A lot of us aspiring writers treat our writing as a hobby. Which means, sometimes we do it, sometimes we don’t. It depends on different things; how blue the sky is; whether enough clouds are racing across the sky; our mood; the lighting; the temperature of our coffee…
Even though being a moody writer still means you’re a writer, to turn pro you need to churn out new articles on a regular basis. So here are a few tips I’ve adopted since I decided to turn pro myself;
1. Visualize yourself writing
Most people visualize the outcome; receiving that award, giving the TED Talk that goes viral, getting a deluge of fan mail…No. Instead visualize yourself sitting in front of a laptop and tapping away. I’ve personally learnt that visualizing yourself in the process of performing the taskis more effective than visualizing the result as the former is more realistic, and the minimum activation energy — the concept that chemistry introduced to us but Shawn Achor made popular in The Happiness Advantage — is lower.
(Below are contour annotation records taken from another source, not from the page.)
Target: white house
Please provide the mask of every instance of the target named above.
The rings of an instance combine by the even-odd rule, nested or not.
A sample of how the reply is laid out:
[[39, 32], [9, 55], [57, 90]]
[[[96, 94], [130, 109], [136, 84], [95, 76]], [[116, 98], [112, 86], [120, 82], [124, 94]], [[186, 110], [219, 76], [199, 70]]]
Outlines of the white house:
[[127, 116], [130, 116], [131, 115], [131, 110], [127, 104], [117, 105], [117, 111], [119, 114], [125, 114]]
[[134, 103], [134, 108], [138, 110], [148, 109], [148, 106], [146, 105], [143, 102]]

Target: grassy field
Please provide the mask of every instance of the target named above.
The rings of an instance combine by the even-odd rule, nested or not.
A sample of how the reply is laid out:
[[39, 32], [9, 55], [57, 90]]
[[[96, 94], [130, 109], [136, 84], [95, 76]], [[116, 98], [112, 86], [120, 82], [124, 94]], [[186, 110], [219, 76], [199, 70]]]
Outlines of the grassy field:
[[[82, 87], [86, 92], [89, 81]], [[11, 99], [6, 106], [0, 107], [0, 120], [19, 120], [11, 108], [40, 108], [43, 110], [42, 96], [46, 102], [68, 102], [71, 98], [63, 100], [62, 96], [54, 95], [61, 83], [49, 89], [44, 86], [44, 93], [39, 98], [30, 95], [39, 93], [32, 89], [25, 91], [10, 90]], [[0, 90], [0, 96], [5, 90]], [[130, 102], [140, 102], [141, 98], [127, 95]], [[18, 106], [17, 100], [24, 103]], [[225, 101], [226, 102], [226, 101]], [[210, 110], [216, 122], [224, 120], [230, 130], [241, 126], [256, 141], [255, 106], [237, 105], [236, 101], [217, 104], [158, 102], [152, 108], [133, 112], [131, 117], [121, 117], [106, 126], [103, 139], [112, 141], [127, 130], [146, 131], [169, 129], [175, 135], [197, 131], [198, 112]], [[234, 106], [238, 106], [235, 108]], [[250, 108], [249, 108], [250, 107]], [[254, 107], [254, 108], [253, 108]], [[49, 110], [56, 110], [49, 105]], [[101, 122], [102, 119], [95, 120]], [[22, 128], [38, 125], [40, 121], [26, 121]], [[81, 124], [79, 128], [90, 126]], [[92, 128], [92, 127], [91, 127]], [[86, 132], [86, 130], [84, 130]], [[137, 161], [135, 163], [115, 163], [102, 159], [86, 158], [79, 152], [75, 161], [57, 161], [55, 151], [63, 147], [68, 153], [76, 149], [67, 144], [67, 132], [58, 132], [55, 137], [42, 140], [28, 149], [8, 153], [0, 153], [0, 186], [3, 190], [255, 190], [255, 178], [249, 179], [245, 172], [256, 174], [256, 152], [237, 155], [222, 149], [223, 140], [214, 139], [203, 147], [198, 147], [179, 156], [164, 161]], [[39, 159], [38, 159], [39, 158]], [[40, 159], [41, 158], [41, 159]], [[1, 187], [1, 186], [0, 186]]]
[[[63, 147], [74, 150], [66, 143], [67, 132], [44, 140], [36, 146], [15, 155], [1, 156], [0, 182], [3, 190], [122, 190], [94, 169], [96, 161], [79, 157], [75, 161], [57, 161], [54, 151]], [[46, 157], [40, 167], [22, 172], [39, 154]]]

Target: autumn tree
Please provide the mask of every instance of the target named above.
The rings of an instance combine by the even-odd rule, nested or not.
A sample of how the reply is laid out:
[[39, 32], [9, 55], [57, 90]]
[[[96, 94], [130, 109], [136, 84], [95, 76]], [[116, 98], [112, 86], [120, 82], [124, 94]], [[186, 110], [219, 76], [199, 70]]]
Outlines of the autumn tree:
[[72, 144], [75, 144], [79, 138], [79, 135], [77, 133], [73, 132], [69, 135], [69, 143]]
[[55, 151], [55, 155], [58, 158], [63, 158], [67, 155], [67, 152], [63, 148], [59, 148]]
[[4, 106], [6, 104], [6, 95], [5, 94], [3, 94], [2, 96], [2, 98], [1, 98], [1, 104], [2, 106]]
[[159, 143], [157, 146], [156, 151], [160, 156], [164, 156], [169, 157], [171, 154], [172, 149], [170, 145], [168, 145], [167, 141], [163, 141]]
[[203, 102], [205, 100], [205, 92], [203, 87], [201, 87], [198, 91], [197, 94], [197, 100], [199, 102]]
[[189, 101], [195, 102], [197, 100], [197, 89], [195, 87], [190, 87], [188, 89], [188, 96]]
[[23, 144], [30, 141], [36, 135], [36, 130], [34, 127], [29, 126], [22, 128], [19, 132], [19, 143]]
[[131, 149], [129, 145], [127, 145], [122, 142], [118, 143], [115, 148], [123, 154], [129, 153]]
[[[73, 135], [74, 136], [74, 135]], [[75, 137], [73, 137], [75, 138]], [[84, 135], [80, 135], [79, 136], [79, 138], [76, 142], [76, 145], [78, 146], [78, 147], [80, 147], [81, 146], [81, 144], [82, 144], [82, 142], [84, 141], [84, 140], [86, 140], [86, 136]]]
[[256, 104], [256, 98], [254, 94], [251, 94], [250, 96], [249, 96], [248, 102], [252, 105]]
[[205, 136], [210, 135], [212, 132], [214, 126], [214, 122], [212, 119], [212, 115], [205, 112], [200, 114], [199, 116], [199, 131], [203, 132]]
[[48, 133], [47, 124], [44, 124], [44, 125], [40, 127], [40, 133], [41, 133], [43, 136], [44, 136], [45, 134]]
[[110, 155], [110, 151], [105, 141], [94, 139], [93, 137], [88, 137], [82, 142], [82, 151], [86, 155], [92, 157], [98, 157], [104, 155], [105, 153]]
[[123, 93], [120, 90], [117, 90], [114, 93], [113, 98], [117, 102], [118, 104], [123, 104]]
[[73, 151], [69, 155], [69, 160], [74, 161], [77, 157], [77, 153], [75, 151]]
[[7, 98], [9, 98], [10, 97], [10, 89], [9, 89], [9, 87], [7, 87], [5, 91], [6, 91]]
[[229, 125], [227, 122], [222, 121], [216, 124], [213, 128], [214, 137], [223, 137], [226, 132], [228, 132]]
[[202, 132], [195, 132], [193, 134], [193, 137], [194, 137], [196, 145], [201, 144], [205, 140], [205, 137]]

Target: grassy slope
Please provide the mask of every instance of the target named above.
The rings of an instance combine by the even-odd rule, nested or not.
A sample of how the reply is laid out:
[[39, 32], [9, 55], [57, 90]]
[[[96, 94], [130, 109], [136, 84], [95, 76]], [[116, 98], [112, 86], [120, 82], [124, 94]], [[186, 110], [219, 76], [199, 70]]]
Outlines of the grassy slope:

In other words, the difference between your current state — wasting time on Medium — and the future state in your vision — writing — is much lower than if you were to imagine yourself on a stage winning an award.
2. Divide the process
The process of writing is made up of more steps than putting down words on paper/screen. I got the idea of deconstructing the writing from the book 2K to 10K by Rachel Aaron where she separated her process mainly to research and writing. Dividing the process and allocating some time to each individual task makes it more manageable, especially when you’re trying to fit in writing within the tiny pockets of time between a full-time job, school and/or family.
Experiment with yourself and determine your own process, but my process goes as follows;
-Do the research. Evernote and its clipping feature is your BFF at this point.
-Come up with a sad attempt for a draft — or what I call my Augmented Outline — because it projects a half-baked draft made up of incomplete sentences, buzzwords and commands (Google this!!!) on to a traditional outline. This augmented outline gives the general flow of what I would want to write about.
-Then there’s writing the actual post
-Editing and revising. This step could be repeated anywhere from 2 to 50 times.
Each of these steps take 30 to 90 minutes, thus making my writing project take on the characteristic of a fluid in that it fills the shape of its container – where the container here is whatever amount of time between (what others would call) real responsibilities.
3. Have multiple writing projects at a time
This is super-important for me because I love variety. I’ve come to accept that about myself. Even the coffee barista gets confused sometimes because I tend to order 2-3 different drinks whenever I go. But sometimes I really, really, really don’t feel like working on my main WIP. That’s when I work on a blog post or medium. The goal is to just keep on writing, stringing words together.
(Extra bonus) Freewrite.
While I don’t consider freewriting as a pro writing session, but it’s useful as a precursor to a proper writing session especially on days when I’m experiencing writer’s block. Freewriting helps with that. Set a timer for 20 minutes — the Tide app simulates the sound of the ocean so I tend to use that — and just write.